冬の厳しい環境の中でも、しいたけに最適な温度・湿度が保たれている冬の厳しい環境の中でも、しいたけに最適な温度・湿度が保たれている

−農園のハウスなど、設備は自分たちで考え、多くを手作りしたと伺いました。

福田将仁さん(以下、福田さん):自然に近い栽培環境を保つには、一般的な設備では足りないものがいくつもありました。特に気を遣ったのはハウスの「採光」です。ライトで照らすのではなく、太陽光が自然の形で入るよう、ハウスを建てる向きを太陽の動きと同じ東西にしたり、空気の温度変化をより自然環境に近づけるために、屋根を三重構造にするなど細やかな工夫を施しました。一応、設備はありますがエアコンはほとんど使わないです。また、年間通じて15℃前後が保たれている伏流水をハウスの中に循環させて、温度や湿度管理にも活用しています。

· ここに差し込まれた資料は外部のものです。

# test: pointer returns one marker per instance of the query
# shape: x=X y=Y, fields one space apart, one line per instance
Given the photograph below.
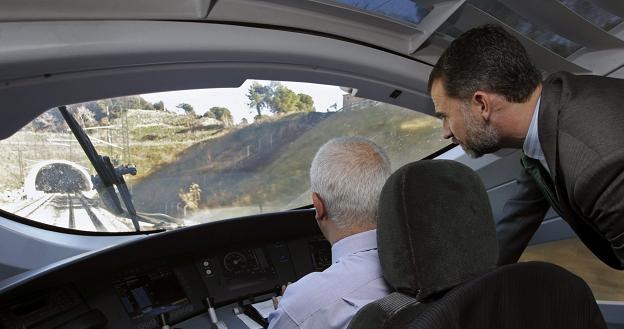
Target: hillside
x=264 y=166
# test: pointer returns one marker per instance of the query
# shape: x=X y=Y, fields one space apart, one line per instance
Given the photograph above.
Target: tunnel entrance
x=61 y=178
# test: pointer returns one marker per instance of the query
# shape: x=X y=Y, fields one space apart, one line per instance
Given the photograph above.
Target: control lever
x=163 y=320
x=216 y=324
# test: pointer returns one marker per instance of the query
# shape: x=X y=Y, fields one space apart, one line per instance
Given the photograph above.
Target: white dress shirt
x=532 y=147
x=329 y=299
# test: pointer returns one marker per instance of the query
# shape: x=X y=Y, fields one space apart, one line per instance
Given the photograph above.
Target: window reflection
x=606 y=283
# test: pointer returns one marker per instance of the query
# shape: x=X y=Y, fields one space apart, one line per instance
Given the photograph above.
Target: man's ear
x=482 y=104
x=319 y=205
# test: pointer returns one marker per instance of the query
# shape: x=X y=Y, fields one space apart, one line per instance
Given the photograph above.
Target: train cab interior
x=156 y=154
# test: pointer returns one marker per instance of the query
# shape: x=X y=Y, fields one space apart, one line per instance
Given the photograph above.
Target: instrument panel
x=176 y=290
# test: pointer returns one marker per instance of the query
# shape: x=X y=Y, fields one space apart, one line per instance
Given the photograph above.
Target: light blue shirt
x=532 y=147
x=329 y=299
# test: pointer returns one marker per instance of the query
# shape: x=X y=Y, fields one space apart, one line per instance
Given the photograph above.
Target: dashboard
x=170 y=279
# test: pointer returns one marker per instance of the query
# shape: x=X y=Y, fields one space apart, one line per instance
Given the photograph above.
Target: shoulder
x=315 y=291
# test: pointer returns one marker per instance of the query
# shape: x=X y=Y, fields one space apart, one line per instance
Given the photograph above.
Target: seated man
x=346 y=178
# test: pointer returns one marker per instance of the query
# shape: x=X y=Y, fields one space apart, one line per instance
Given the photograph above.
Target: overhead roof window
x=556 y=43
x=593 y=13
x=406 y=11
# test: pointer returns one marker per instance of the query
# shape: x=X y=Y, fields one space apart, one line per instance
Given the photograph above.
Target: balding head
x=349 y=173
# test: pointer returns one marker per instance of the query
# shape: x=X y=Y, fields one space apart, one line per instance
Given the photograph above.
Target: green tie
x=542 y=178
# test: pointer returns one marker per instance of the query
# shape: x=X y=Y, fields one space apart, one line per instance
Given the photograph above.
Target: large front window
x=200 y=155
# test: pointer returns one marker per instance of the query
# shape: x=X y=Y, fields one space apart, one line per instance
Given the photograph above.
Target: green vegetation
x=278 y=98
x=265 y=165
x=207 y=167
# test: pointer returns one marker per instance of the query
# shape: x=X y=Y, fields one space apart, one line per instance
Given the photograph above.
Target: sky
x=235 y=100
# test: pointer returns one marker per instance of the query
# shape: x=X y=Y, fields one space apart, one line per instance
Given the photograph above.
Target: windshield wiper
x=107 y=175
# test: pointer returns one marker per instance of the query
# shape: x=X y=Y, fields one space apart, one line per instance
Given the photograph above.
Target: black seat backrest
x=438 y=250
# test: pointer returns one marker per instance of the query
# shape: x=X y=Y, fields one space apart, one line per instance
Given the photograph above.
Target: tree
x=159 y=106
x=188 y=109
x=305 y=104
x=222 y=114
x=284 y=100
x=259 y=97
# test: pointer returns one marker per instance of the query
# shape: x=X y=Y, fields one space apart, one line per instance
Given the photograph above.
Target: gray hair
x=349 y=173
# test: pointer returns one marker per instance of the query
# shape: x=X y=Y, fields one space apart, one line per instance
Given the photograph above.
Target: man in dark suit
x=570 y=129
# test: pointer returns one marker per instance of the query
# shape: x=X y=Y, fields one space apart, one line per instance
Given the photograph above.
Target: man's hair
x=349 y=173
x=486 y=58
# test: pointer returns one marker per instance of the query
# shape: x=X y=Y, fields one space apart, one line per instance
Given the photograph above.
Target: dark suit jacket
x=581 y=131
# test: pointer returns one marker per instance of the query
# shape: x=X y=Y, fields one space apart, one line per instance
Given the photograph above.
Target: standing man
x=570 y=129
x=346 y=178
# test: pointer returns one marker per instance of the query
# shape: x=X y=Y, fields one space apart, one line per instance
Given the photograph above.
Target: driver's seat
x=438 y=250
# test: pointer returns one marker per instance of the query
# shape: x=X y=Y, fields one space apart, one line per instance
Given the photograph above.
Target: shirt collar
x=531 y=146
x=353 y=244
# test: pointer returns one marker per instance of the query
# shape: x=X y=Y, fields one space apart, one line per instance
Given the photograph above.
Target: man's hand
x=275 y=299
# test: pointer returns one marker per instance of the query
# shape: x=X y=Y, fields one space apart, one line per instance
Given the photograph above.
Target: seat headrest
x=435 y=228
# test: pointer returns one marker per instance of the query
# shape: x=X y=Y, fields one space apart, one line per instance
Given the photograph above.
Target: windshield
x=200 y=155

−だからハウスの中は、ほどよく暖かで居心地がいいのですね。

福田さん:しいたけは秋に収穫する作物ですから、収穫時のハウス内は秋の気温や湿度と同じ状態を保つことが大切です。朝と晩の気温差や空気の流れなどを、出来るだけ自然に近い形で再現してやるようにしています。菌床作りから種菌の植え付け、収穫まで、一切手を抜くところはないですね。

栄養たっぷりの菌床から、すくすくと王様きのこが育つ栄養たっぷりの菌床から、すくすくと王様きのこが育つ

−まさに、自然と同じ環境を目指しているのですね。

福田さん:自然環境に逆らった栽培方法では、本当においしいしいたけは育たないと思っています。時間も、コストもかかる方法ですが、自然を無視した栽培では作れない品質のしいたけを食卓にお届けすることが、消費者の方々のためにも、農園のためにもなるのではないでしょうか。

「きのこが育つ本来の環境を農園に再現すること」が、「王様しいたけ」栽培のヒミツです。